Do outro lado do muro, está nascendo um novo campo popular e uma nova esquerda (não necessariamente similares).
Uma das mais significativas novidades é a pluralidade de partidos que já demonstra certa unidade de ação: PSOL, Raiz, PartidA, Frente Favela Brasil, Mais.
Outra inovação emerge no campo das organizações e coletivos de ativistas sociais: da emergência dos autonomistas à pujança do MTST.
Enfim, há uma profunda novidade em curso que os mais afoitos e os institucionalistas parecem desconhecer.
Alguns apontam a possibilidade de vitória eleitoral da nova esquerda em Belém, no Rio de Janeiro, Porto Alegre e o desempenho positivo de Erundina em SP. Se ocorrer, será importante, mas, ainda assim, insuficiente. O campo institucional é ultraconservador em nosso país e poderá tragá-los ou sitiá-los. Sem uma nova base organizada de esquerda, serão vitórias de Pirro.
Entretanto, a novidade está novamente no campo da esquerda. A direita está de passagem.

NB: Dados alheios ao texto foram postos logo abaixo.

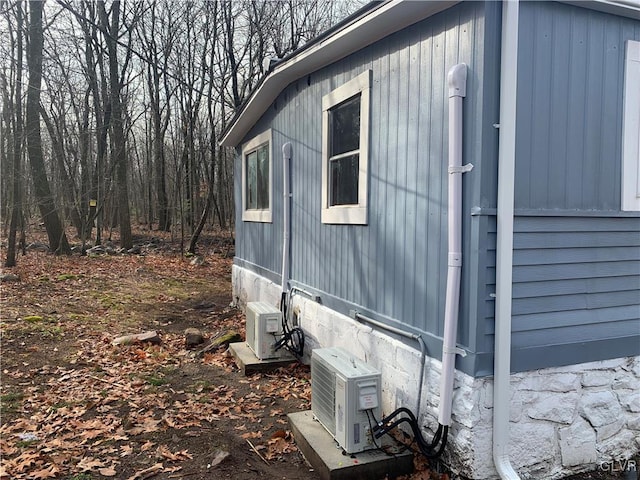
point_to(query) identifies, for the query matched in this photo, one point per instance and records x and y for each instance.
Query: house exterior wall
(576, 345)
(563, 420)
(569, 120)
(407, 216)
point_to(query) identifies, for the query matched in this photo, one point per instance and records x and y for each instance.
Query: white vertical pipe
(457, 80)
(286, 206)
(504, 247)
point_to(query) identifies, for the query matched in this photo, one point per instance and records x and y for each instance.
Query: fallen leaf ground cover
(73, 406)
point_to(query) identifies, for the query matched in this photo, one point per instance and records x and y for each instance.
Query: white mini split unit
(264, 328)
(342, 390)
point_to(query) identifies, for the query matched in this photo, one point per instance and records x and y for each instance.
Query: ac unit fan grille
(323, 393)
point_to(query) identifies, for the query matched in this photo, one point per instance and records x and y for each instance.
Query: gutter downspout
(457, 80)
(504, 247)
(287, 151)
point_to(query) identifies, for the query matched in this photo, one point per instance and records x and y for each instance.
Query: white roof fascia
(623, 8)
(389, 18)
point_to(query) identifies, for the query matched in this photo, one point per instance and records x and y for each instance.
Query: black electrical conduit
(292, 338)
(431, 449)
(428, 449)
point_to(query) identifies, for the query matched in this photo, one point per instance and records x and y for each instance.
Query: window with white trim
(631, 129)
(256, 179)
(345, 152)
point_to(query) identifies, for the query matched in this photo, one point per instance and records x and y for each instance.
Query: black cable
(428, 449)
(292, 338)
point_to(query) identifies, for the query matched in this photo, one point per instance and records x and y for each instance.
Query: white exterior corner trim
(630, 190)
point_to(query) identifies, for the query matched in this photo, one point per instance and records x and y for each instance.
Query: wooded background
(111, 112)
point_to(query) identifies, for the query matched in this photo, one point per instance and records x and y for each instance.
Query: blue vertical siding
(576, 258)
(394, 267)
(569, 123)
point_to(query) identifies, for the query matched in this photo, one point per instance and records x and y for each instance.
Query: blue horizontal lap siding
(576, 281)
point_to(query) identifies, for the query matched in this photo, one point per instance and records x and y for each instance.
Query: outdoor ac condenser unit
(342, 390)
(264, 327)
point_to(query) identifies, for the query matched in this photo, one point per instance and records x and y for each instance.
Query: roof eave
(376, 24)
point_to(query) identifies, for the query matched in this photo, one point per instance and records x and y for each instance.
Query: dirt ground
(76, 407)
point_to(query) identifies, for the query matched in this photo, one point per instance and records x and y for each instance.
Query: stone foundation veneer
(563, 420)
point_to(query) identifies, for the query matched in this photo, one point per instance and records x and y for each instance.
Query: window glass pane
(344, 180)
(345, 127)
(252, 181)
(263, 177)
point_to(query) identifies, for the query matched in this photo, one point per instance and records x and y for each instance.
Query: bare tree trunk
(118, 140)
(57, 238)
(16, 165)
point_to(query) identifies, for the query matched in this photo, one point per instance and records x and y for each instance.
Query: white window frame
(631, 129)
(257, 215)
(355, 214)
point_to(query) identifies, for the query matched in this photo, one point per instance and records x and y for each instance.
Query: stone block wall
(563, 420)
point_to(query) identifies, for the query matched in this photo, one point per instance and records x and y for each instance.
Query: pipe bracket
(461, 169)
(455, 351)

Rudá Ricci é cientista político.










Uma resposta
Cientista político! KKKKKK
Onde e em que lugar do mundo existe exemplo da esquerda a que ele se refere? É preciso exemplos!
A esquerda que conhecemos é aquela que coloca o Brasil no mais profundo obscurantismo. Segundo GOETHE, o “O obscurantismo a bem dizer não consiste em publicar o que é verdadeiro claro e útil mas no por em circulação o que é falso”! Nada define mais os ensinamentos esquerdistas que a MENTIRA. Daí que a dita esquerda não prospera em local algum do planeta.